TAYMOR: I cast Ben Whishaw. I love him, and I thought he and Helen would have this chemistry, not necessarily sexual, but there’s the tendency of the old woman with the young man and having a relationship and it seemed to me it could be very cool. The thing that happened was that Ben wasn’t available for the shoot in Hawaii, so instead of casting another actor, I took it as one of those restrictions that could be a plus, and it was an enormous plus. And had he been there, he would have been on the ground, and he would have been 5’9’’ and on the ground, and all of his shots would have been like me up here. What would we do? So the fact that he wasn’t there made me come up with a concept, and I always wanted him to be able to be transparent. So by not having Ben on location, it freed us up for allowing him to transform. He was air, he was water, he was fire, he was lava dogs, he was frogs, he was harpies. The harpies is not a visual effect either. He is with giant wings, on a glass table, in blue screen. I wanted it to be as real as possible. I didn’t want it to be a CGI character because the power comes through the actor and we, even in some of those two shots in the cell itself, we could make it transparent in post and we were able to control the corporeality of his presence. And the one scene where he’s not effected is where he says, “I would if I were human,” because he has to be there, and that’s just the real Ben, almost in the Bhutto white make-up, which helps to create this non-human androgynous figure, and we did want him to be androgynous, hence, he is. But we did want this duality there of a male-female spirit.

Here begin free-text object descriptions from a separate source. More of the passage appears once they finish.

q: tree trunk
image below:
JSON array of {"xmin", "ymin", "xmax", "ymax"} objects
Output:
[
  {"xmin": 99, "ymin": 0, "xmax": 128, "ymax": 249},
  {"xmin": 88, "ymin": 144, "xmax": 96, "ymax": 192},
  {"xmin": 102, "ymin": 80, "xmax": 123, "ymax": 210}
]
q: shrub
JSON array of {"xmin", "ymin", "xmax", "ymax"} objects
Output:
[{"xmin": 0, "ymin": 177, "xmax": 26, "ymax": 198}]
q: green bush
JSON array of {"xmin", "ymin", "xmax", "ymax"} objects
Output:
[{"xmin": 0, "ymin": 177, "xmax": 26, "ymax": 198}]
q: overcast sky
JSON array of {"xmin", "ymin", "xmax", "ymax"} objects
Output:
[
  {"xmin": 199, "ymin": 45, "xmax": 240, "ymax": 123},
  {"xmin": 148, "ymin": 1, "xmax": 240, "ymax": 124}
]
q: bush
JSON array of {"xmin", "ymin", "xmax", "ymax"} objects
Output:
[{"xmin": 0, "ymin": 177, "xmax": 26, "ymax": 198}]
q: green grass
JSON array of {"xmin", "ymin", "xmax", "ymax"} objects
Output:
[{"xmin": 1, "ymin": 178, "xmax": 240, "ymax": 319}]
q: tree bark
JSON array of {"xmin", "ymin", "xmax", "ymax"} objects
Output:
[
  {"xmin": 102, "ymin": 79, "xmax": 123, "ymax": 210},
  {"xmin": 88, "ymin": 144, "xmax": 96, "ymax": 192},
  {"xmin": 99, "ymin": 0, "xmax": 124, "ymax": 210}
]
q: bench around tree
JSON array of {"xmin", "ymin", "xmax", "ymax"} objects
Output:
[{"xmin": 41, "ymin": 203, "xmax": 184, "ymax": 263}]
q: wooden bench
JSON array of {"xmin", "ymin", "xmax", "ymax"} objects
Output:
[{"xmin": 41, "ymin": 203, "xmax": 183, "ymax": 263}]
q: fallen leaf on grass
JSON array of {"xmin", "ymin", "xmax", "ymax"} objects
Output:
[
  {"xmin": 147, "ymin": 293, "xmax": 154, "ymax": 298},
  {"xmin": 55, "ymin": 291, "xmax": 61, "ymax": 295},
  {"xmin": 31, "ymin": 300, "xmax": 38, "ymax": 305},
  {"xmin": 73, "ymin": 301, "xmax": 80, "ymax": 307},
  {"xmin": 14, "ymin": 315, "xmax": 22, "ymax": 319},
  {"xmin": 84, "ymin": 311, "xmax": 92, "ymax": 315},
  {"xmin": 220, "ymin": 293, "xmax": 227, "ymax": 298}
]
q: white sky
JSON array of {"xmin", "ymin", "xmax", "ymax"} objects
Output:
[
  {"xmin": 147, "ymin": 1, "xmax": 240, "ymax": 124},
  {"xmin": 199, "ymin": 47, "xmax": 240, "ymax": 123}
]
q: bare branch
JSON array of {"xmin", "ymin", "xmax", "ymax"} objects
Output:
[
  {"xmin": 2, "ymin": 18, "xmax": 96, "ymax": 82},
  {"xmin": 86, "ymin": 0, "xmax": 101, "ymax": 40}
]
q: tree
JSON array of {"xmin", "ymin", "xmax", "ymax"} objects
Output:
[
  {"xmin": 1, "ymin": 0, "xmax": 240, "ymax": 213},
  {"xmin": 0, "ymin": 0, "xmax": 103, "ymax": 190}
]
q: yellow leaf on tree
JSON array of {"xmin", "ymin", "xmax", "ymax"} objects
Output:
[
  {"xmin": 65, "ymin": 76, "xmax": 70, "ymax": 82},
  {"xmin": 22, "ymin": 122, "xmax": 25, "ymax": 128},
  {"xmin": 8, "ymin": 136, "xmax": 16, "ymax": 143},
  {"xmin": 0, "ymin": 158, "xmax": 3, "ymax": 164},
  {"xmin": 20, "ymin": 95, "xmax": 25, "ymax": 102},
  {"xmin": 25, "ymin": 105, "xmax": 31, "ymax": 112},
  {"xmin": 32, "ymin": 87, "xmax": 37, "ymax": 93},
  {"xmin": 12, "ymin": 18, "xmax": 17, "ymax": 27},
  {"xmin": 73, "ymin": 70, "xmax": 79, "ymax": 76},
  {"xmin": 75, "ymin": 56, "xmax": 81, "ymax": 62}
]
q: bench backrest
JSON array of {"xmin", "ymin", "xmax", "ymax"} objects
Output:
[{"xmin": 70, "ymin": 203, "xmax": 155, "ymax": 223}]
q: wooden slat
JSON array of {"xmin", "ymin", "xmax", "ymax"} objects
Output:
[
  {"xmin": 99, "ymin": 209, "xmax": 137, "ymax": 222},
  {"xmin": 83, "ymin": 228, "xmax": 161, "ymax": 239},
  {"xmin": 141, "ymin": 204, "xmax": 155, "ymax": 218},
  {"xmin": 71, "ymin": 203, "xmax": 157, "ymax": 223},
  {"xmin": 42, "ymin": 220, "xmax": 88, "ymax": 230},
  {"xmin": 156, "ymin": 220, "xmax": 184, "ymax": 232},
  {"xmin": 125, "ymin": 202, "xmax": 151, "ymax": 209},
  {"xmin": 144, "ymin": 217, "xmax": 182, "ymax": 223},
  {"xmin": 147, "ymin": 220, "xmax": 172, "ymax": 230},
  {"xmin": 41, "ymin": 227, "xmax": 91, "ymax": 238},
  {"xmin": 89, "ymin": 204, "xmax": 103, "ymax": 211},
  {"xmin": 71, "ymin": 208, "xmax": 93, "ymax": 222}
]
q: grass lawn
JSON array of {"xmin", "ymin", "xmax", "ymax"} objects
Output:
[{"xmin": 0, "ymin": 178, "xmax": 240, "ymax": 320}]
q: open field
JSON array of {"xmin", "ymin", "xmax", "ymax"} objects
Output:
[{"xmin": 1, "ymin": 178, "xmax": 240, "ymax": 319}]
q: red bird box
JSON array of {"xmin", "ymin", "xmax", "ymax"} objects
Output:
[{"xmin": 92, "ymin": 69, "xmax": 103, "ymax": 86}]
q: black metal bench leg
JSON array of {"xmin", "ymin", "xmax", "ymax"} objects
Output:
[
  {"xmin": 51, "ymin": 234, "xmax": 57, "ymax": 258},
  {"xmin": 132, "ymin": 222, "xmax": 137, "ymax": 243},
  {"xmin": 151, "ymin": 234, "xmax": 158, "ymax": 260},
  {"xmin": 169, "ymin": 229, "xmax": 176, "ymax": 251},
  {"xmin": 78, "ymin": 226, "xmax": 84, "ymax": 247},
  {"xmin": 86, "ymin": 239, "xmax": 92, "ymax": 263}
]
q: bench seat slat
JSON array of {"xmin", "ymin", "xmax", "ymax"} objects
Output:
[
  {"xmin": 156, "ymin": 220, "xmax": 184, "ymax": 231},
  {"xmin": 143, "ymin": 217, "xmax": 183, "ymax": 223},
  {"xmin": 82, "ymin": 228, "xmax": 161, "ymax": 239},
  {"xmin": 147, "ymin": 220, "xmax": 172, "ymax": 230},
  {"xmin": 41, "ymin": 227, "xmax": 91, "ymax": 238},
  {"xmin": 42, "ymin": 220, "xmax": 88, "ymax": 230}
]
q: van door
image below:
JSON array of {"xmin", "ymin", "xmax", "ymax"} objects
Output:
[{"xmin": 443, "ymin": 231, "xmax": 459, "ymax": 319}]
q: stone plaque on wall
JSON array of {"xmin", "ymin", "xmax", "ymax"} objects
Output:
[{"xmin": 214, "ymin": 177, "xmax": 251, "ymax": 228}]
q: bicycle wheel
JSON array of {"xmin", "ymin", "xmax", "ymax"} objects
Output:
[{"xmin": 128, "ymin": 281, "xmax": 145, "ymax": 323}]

MMM: There are not many female directors in cinema, and did you see this adaptation as a political mission at all?
TAYMOR: Not for me. That wasn’t the intention at all. There was no mission, period. The idea of having a female wasn’t really the idea of having a female, it was wanting Helen Mirren to play Prospera. And I was going to do it with a male but I didn’t have a male in mind that excited more than the idea of working with Helen Mirren. And there are only a few Shakespeare plays, which we both agree. We had met each other, and we were talking about Titus and how few roles there are for women of her age in Shakespeare, and she said, “I can play Prospero as a woman,” and I said, “Do you want to?” because I had already been thinking about it and working on it and I wasn’t ready to offer it but at that moment I said let’s do it and she asked if it would be in the theater and I told her film. And then we had to raise money, and we casted, and we did the reading to make sure it would work. When I did the research on this, three times, the speech of Prospera where she makes the ring of fire, when she renounces the magic, that speech is a direct lift from Medea [the speech is actually by Medea in Ovid’s Metamorphosis]. Shakespeare just lifted it. And I was surprised that it was a female speech; that it comes from a sorceress originally. So when we started to look at this play we realized that it does work with a female in that role. The mother-daughter relationship is very different than the father daughter relationship. When she has the young prince Ferdinand it’s not about her competition with him, it’s because she knows her daughter can get hurt. I think that a lot of the elements come from Helen’s performance. It wasn’t because of any mission on this, it’s just one of those revelations that this works, a great Shakespeare play that works. In this day and age it shouldn’t be such a big deal.
THE TEMPEST opens on December 10, 2010.